Furthermore, while Holmes does mold Roger a bit, he does so at the boy’s encouragement and because he sees they share curiosity and the world of the intellect. By contrast, Whale knows he has absolutely nothing in common with Boone. He enjoys looking at him, and then uses him as a vehicle for self-understanding before death. Boone becomes his Adam, his Frankenstein’s monster. Life, war, love, death—all swirl around the troubled friendship between the suffering director and his handsome but naive gardener. In more innocent fashion, Roger experiences some of the same whirlwind, as Holmes becomes feebler and the boy himself experiences as nearly lethal wasp attack.

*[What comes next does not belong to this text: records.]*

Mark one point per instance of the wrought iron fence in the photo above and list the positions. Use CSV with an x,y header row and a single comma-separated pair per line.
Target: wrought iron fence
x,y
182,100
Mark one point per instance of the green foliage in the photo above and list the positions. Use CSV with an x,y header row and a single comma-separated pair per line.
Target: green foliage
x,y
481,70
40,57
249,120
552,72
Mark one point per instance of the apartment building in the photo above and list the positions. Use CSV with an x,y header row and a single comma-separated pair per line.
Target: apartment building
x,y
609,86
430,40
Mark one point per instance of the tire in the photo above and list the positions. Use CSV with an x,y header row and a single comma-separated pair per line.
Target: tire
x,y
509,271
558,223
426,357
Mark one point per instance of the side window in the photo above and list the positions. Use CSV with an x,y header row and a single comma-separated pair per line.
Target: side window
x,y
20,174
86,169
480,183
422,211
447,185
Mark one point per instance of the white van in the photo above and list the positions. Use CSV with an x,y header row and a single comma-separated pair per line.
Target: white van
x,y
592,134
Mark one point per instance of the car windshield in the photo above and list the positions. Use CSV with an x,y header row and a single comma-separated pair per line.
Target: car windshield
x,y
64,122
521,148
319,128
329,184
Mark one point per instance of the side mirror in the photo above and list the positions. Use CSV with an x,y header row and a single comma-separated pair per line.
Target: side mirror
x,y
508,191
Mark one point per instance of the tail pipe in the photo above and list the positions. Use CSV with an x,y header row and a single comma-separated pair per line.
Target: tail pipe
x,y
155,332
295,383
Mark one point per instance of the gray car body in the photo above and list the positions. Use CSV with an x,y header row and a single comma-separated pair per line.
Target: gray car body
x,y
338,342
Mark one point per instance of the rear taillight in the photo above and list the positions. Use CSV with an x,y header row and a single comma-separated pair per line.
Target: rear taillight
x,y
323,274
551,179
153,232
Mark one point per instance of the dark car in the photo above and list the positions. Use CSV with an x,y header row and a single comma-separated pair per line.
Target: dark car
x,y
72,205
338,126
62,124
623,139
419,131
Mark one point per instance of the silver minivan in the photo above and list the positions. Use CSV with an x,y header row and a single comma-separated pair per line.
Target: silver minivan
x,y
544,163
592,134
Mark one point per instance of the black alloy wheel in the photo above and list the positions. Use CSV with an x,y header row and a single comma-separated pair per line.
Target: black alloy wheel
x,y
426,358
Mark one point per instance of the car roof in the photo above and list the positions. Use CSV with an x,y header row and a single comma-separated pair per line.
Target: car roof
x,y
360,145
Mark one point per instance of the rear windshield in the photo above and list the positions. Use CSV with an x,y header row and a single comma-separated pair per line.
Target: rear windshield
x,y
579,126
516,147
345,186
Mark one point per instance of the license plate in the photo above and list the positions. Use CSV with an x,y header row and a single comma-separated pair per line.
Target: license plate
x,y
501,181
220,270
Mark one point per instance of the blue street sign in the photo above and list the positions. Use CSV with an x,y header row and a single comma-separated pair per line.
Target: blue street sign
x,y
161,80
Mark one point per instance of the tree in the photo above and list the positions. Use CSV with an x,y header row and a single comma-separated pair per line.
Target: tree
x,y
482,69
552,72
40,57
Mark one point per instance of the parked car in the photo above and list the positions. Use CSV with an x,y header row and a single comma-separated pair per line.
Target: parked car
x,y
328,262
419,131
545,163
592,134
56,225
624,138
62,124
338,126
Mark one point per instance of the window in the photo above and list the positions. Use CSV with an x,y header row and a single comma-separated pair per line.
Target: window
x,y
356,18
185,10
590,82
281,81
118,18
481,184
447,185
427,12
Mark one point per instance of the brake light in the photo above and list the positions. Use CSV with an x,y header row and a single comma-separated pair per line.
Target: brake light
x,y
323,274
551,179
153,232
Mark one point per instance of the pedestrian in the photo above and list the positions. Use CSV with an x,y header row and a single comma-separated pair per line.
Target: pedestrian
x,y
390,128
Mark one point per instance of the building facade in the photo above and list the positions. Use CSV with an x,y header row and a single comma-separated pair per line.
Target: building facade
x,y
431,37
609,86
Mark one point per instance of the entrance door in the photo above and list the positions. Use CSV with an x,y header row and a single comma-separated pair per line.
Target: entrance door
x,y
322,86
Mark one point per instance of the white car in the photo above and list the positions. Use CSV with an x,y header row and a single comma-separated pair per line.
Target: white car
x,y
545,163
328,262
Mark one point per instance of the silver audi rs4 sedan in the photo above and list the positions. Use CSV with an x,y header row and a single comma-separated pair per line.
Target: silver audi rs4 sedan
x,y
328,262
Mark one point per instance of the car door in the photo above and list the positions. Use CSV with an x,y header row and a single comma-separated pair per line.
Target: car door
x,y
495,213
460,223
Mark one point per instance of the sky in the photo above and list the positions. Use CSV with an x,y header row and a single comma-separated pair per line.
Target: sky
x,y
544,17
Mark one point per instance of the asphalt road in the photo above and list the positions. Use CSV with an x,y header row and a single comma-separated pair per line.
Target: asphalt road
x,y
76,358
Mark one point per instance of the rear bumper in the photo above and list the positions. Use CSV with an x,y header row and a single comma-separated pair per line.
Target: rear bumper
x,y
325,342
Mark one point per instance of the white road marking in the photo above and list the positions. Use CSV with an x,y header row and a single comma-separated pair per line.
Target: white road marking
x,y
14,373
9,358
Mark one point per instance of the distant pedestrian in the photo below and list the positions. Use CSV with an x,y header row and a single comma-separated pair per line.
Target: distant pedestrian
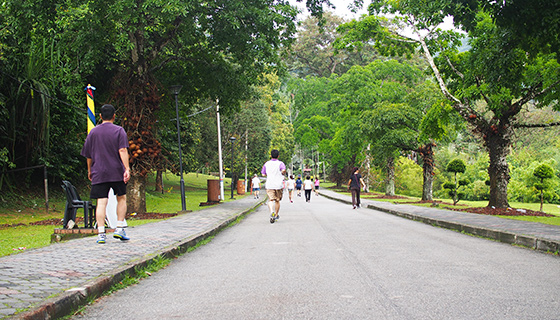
x,y
106,151
256,186
299,184
308,186
354,185
274,171
290,184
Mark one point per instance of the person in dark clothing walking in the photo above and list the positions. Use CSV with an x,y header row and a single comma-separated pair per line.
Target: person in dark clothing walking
x,y
354,184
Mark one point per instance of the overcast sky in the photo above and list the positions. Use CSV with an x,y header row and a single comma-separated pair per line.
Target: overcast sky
x,y
341,8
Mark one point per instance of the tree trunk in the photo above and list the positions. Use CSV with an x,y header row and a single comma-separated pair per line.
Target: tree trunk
x,y
498,143
159,181
427,154
390,182
136,194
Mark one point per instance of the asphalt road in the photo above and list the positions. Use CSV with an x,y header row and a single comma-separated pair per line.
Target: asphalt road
x,y
323,260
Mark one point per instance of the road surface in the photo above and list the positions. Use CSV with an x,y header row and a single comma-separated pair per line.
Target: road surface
x,y
323,260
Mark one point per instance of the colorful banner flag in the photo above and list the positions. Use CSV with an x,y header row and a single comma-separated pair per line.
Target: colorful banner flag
x,y
91,107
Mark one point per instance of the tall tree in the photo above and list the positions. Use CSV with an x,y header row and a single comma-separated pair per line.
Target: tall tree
x,y
487,85
214,49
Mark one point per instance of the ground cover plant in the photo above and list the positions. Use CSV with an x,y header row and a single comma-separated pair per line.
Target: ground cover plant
x,y
25,224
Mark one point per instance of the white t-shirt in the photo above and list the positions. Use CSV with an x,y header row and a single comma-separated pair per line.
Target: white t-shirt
x,y
272,169
291,184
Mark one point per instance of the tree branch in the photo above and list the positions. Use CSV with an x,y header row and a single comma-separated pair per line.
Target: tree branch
x,y
537,125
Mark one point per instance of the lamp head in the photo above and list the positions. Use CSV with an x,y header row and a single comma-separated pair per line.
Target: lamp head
x,y
176,89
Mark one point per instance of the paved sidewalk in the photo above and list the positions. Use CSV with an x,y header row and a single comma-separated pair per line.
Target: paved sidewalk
x,y
533,235
48,282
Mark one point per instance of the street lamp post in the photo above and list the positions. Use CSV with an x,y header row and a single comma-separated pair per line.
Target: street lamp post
x,y
232,140
176,89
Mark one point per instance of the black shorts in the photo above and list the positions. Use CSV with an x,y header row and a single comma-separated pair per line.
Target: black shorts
x,y
101,190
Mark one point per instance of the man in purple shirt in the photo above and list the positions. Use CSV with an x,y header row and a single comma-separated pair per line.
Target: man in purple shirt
x,y
106,150
274,171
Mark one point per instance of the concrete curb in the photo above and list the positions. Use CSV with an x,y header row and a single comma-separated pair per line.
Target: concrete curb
x,y
540,244
68,301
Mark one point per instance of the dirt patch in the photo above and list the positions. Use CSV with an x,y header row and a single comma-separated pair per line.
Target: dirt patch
x,y
488,210
377,196
150,215
504,212
79,220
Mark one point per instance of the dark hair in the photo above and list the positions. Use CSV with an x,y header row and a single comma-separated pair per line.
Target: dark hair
x,y
107,112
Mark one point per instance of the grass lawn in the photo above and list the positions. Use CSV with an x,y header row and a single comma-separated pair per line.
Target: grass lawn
x,y
18,238
448,203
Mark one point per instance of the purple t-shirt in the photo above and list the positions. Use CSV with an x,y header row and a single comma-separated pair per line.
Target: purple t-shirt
x,y
102,147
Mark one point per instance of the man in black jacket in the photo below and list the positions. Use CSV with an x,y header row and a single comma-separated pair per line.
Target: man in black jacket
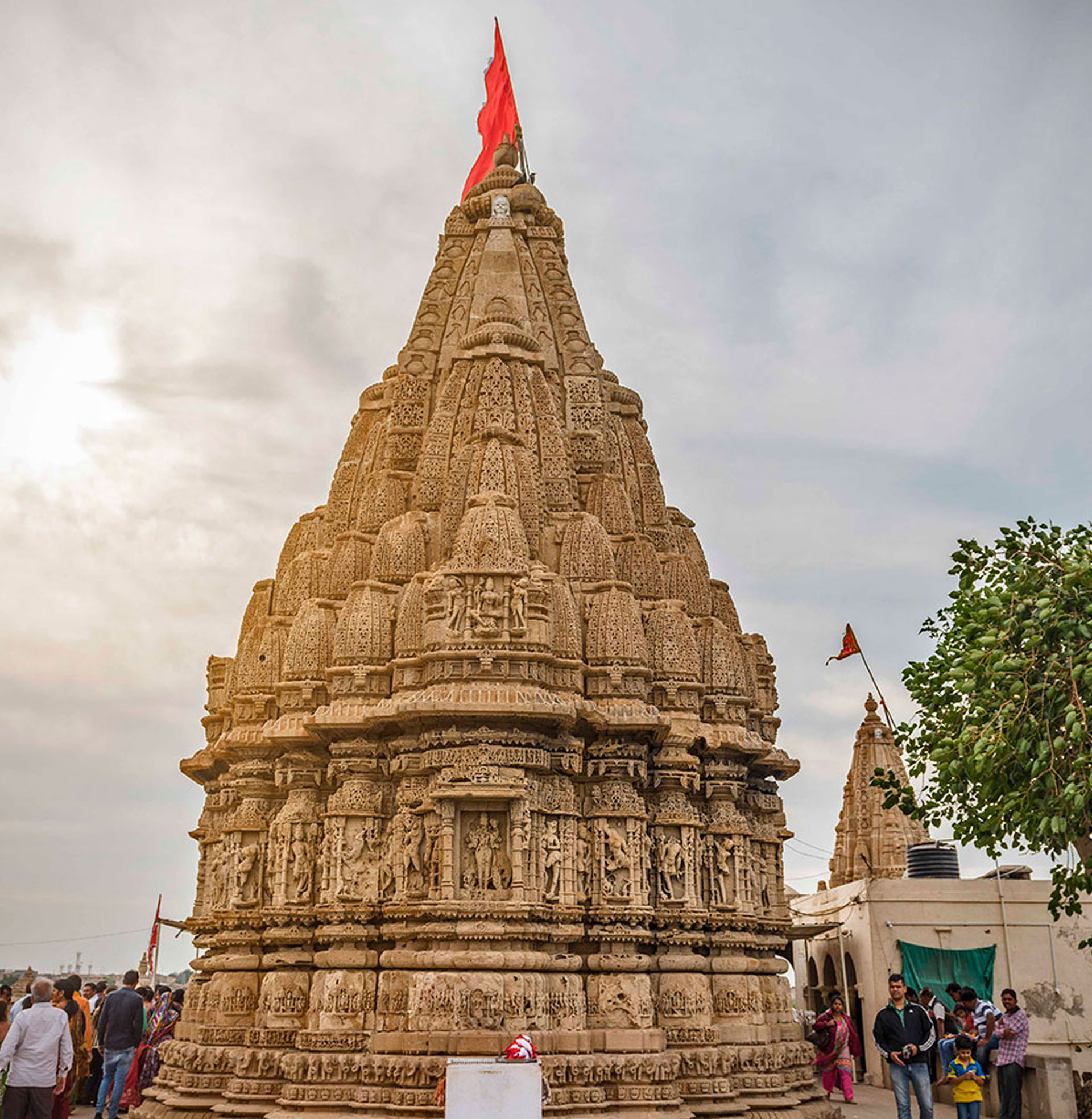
x,y
121,1025
904,1035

These similarities are brought together by the film’s shared framing devices – a crisis at a specific point in the protagonist’s lives and the use of flashbacks to illuminate it.

By contrast, cinematography and mise-en-scène reflect the disparate moods and endings of the film. Mr. Holmes features wide open spaces and a comforting home setting, reflective of the inner peace that Holmes eventually reaches. Gods and Monsters shows the home to be a more confining space, while the outdoors is highly manicured brightness, alternating with the shadows of horror in nightmarish fantasy sequences.

Director Condon and actor McKellen were both keenly aware of similarities. Mr. Holmes came about because the pair agreed after Gods and Monsters wrapped, “Before we die, we’ve got to do another film together.” McKellen was thrilled with the script and opportunity to play Holmes, although Condon notes that he “was a little wary of the comparisons that would inevitably made with ‘Gods and Monsters’.” This did not stop him from making the picture and enjoying it tremendously, especially as he could better relate to its themes than when he worked on the earlier film at a younger age.

Bringing the two films together allows us to see within Condon’s eclectic career and ongoing investment in the lives of complex and controversial famous figures, both fictional and real, from his screenplay for Chicago (2002), about the infamous Roxie Hart, to his direction of The Fifth Estate (2015), the story of Julian Assange and Wikileaks. We can even see it in his current work on an infamous fairy tale monster-prince, the Beast, in the live-action version of Disney’s Beauty and the Beast (currently in postproduction, to be released 2017).


Ian McKellen in Gods and Monsters (1998)


Ian McKellen in Mr. Holmes (2015)

Because the protagonist of Gods and Monsters is suffering so greatly, there is greater complexity of style and content in that film than in the relatively simpler tale of Mr. Holmes, with its gentle ending of acceptance and love. Holmes escapes the haunting of his past while Whale does not. Thus, the films address similar themes through similar character interactions but with quite different results.